それにしても最近のヒロは、やけに快活で元気に見える。クリスマスライブ以後は特にだ。麻衣に彼氏が出来た時は、それなりに落ち込んだ筈。見てはいないけど、誰だって落ち込むに決まっている。それから僅かな時間で、吹っ切れて立ち直ったっていうのだろうか。
ヒロは少し見栄を張る所がある。あの大物ぶった物腰も、半分は演技だということを俺は知っている。それを悪い事だとは思わない。誰だって意識はしていなくても、何かしらの仮面を被って演技しているのだし。
逆にヒロのそれを演技だと知っている俺からすれば、寧ろ微笑ましくすらある。俺なんて、カエラちゃんに対して演技すら出来ずに、眼前を素通りして勝手に気まずくなってしまうチキン野郎なのだから。
宴もたけなわ、という程でもない新年会ではあったが、日が傾き始めた頃に部長が締めの挨拶をしてお開きとなった。
そそくさと帰る者、数人連れ立って遊びに出かける者。そうして1人また1人と減っていき、最後まで残るのはいつも中間の2、3回生たちだ。
更にしばらくして夕焼け空が暗くなり始める頃、残ったのは俺とヒロ、麻衣とアイの4人になっていた。
そんな俺たちの居る部室に、不意に訪問者が現れた。
「みんな、明けましておめでとう」
素敵で艶っぽいソプラノの声音。未來ちゃんだ。
正月早々、意中の未來ちゃんに逢えた。俺の心は一瞬で薔薇が咲いたように華やぎ、明るくなった。ああ未來ちゃん、俺はやっぱりキミが好きだ。そう再確認した時、もう一つ声を聞いた。
「あれ、ちょっと来るのが遅かったか」
その声の主を視界に捉え、俺は絶句した。側にいたアイも、きっと俺と同じ気持ちだったに違いない。
アキラ先輩だ。
……どうして?
……どうして?
……どうしていつも、未來ちゃんの横にオトコがいるんだ。どうして未來ちゃんの隣りが、俺じゃないんだ……。
未來ちゃんを見た。胸が傷んだ。心臓が見えない手に握りしめられたみたいに、ぎゅうっとなる。

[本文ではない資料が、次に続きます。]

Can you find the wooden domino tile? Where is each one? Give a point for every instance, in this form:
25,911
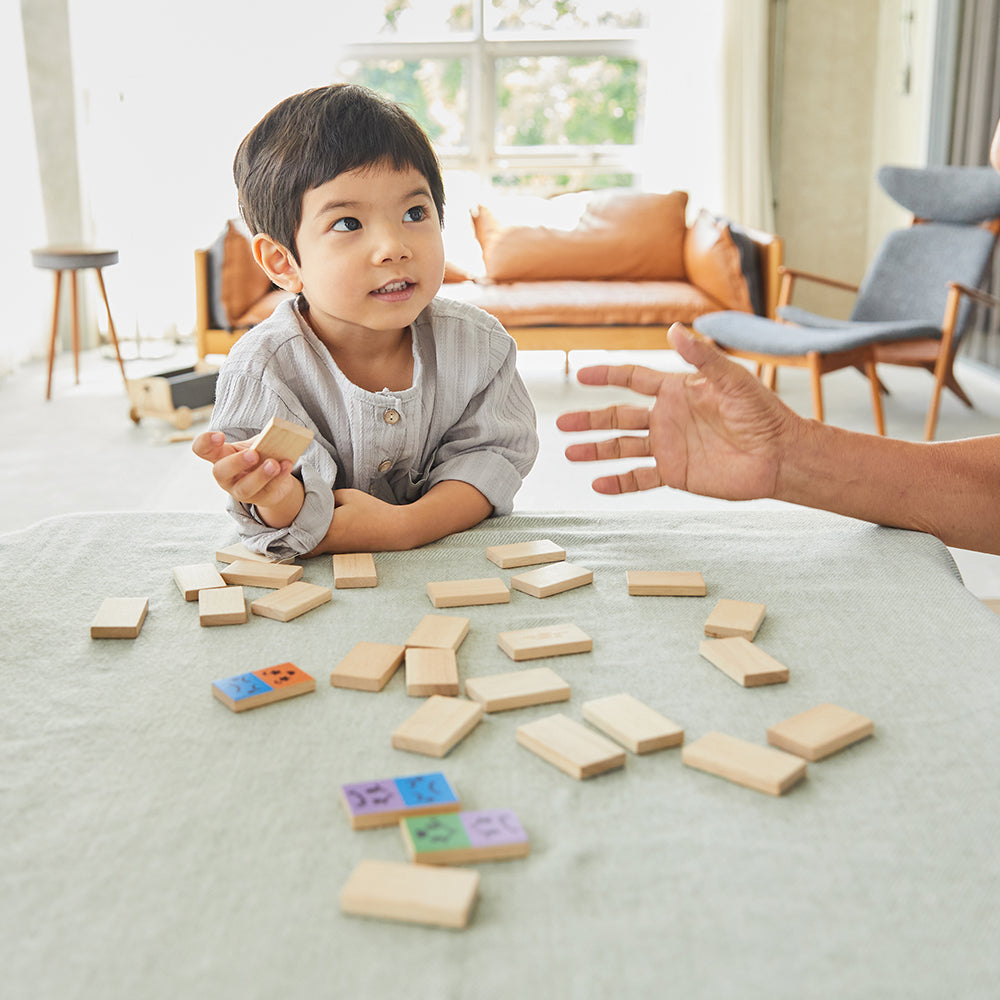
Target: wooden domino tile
431,671
525,553
464,838
369,666
742,618
222,606
437,726
662,583
634,725
289,602
422,894
762,768
744,662
250,573
440,632
262,687
556,578
517,689
467,593
197,577
281,440
570,746
820,731
548,640
119,618
354,570
385,802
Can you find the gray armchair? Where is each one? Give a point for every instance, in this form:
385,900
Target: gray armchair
913,304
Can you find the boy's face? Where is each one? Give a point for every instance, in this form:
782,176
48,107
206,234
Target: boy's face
371,253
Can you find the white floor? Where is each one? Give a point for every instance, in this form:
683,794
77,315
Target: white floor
80,451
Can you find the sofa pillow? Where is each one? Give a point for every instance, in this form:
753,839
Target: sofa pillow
712,262
235,281
614,234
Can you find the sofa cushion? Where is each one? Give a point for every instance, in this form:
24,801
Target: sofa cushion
618,234
712,261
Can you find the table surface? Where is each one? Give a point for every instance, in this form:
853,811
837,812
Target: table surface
158,845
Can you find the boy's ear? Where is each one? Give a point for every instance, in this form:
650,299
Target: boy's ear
278,262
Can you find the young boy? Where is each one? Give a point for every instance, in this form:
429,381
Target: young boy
422,424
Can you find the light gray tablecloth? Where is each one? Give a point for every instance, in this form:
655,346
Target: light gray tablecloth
158,846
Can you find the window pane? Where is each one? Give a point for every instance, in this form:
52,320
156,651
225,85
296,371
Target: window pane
434,91
561,101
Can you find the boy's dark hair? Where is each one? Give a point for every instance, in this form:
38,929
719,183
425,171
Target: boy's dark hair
312,137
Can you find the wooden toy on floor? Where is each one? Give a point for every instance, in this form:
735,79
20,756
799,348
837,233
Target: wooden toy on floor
517,689
354,569
548,640
385,802
570,746
525,553
465,837
192,579
262,687
761,768
289,602
820,731
431,671
369,666
422,894
634,725
222,606
466,593
438,725
440,632
744,662
729,617
659,583
555,578
281,440
119,618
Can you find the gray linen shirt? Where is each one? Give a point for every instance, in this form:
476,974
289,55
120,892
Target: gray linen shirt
467,417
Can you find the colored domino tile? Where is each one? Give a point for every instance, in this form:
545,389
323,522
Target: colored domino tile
555,578
570,746
222,606
742,618
437,726
422,894
369,666
197,577
525,553
119,618
517,689
385,802
440,632
548,640
662,583
262,687
634,725
465,837
251,573
744,662
281,440
353,570
820,731
431,671
468,593
763,769
289,602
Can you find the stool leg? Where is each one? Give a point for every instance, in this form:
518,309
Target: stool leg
111,325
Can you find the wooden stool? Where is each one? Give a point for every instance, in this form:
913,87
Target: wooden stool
73,259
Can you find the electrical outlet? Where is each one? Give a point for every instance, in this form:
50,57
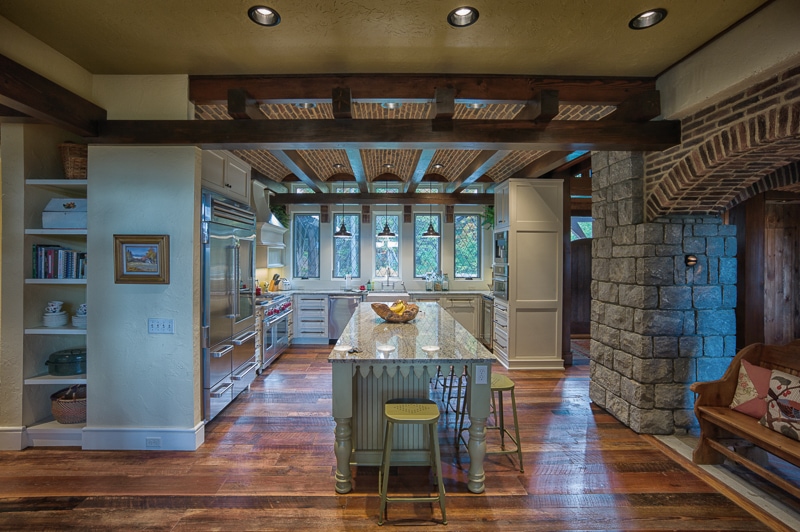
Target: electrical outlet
481,374
160,326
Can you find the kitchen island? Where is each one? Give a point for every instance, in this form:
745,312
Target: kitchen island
393,360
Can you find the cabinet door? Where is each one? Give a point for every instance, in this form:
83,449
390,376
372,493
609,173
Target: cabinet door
237,179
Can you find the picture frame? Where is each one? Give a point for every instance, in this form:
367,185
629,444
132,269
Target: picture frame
141,259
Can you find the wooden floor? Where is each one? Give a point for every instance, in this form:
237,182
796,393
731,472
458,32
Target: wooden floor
268,464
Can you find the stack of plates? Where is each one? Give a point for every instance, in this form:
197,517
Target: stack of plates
56,319
79,321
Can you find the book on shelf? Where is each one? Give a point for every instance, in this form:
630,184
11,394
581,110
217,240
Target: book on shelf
56,262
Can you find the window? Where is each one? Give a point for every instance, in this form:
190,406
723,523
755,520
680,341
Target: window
387,250
581,227
305,245
427,251
467,246
347,251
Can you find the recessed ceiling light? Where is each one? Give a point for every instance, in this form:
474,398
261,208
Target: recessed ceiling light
462,17
648,19
264,16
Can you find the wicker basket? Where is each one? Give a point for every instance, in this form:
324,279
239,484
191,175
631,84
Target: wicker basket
74,157
69,405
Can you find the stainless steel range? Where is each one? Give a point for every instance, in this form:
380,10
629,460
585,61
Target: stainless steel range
275,327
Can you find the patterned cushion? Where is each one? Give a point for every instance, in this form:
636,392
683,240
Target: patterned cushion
783,405
751,390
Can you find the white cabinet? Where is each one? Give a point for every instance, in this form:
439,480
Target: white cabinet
55,271
501,206
227,174
310,319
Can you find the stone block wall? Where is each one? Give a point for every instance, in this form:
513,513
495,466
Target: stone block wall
657,325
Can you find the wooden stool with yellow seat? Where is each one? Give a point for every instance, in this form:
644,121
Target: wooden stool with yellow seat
500,384
410,412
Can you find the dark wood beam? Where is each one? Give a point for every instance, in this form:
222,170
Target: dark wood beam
444,109
357,165
476,168
543,107
342,102
487,88
567,135
381,199
420,167
241,106
300,168
29,93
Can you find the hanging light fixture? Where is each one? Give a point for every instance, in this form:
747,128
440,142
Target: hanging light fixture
430,232
342,232
386,232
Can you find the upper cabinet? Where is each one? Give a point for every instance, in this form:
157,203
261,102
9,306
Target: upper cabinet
227,174
501,213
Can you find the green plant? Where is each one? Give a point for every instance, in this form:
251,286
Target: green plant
487,221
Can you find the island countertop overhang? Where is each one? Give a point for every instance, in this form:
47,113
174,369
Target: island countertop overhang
410,342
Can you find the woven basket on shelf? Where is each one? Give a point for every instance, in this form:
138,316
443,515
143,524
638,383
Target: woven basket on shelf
69,405
74,157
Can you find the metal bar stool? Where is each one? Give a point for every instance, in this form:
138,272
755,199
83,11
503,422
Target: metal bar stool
500,384
410,412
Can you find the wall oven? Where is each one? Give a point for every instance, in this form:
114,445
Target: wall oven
500,281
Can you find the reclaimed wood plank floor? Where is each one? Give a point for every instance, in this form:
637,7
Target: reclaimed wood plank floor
267,464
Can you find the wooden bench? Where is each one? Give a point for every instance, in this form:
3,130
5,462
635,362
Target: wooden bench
720,425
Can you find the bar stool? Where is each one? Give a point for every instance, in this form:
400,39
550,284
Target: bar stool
500,384
410,412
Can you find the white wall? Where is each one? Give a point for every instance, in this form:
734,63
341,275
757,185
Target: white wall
138,379
760,47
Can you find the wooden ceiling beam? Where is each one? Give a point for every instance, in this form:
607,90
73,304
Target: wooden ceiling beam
29,93
242,106
300,168
487,88
543,107
357,165
567,135
420,168
372,198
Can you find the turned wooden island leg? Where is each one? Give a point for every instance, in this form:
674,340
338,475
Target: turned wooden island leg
343,449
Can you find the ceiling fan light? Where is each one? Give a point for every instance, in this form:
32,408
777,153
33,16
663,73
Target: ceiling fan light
431,232
264,16
462,17
648,19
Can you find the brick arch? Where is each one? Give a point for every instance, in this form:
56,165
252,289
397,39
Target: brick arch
718,172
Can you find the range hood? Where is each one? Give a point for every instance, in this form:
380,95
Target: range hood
269,230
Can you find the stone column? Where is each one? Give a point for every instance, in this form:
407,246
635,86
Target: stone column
657,324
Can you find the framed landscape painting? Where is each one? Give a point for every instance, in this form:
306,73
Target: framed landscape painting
142,259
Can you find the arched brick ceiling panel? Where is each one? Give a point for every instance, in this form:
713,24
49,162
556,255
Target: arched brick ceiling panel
708,178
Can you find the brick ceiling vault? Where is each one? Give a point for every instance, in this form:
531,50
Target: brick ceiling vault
718,172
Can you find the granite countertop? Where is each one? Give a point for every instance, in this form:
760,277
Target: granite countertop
433,326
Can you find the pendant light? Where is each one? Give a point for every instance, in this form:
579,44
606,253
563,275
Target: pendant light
386,232
430,232
342,232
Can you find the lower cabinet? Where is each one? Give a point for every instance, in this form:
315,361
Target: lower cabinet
310,319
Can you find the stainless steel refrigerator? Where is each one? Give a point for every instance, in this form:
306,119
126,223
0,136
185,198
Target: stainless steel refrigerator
228,232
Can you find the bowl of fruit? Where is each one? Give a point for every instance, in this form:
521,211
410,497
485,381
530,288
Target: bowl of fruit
397,312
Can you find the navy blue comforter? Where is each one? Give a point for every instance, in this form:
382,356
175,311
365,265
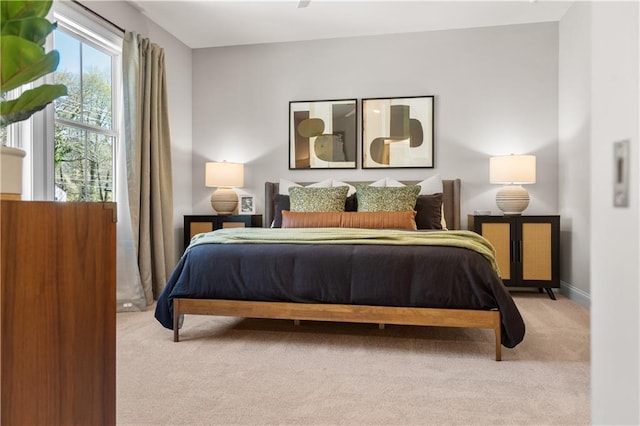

アキラ先輩を見た。腹の奥底から嫉妬と嫌悪の情念が湧き上がり、俺の心を支配する。
キライだ、キライだ、キライだ! この、ヤリチンめ!
——俺、今どんな顔してるんだろう。ああそうか。いつの間にか得意になってたんだっけ、愛想笑い。何にも面白くないのに。何にも!
モノトーンの視界の端で、麻衣が開口一番「どこか行ってたの?」と言ったのが聞こえた。そうだ、まだ何かあったと決まった訳じゃない。ここまで送ってきてもらっただけかもしれないんだ。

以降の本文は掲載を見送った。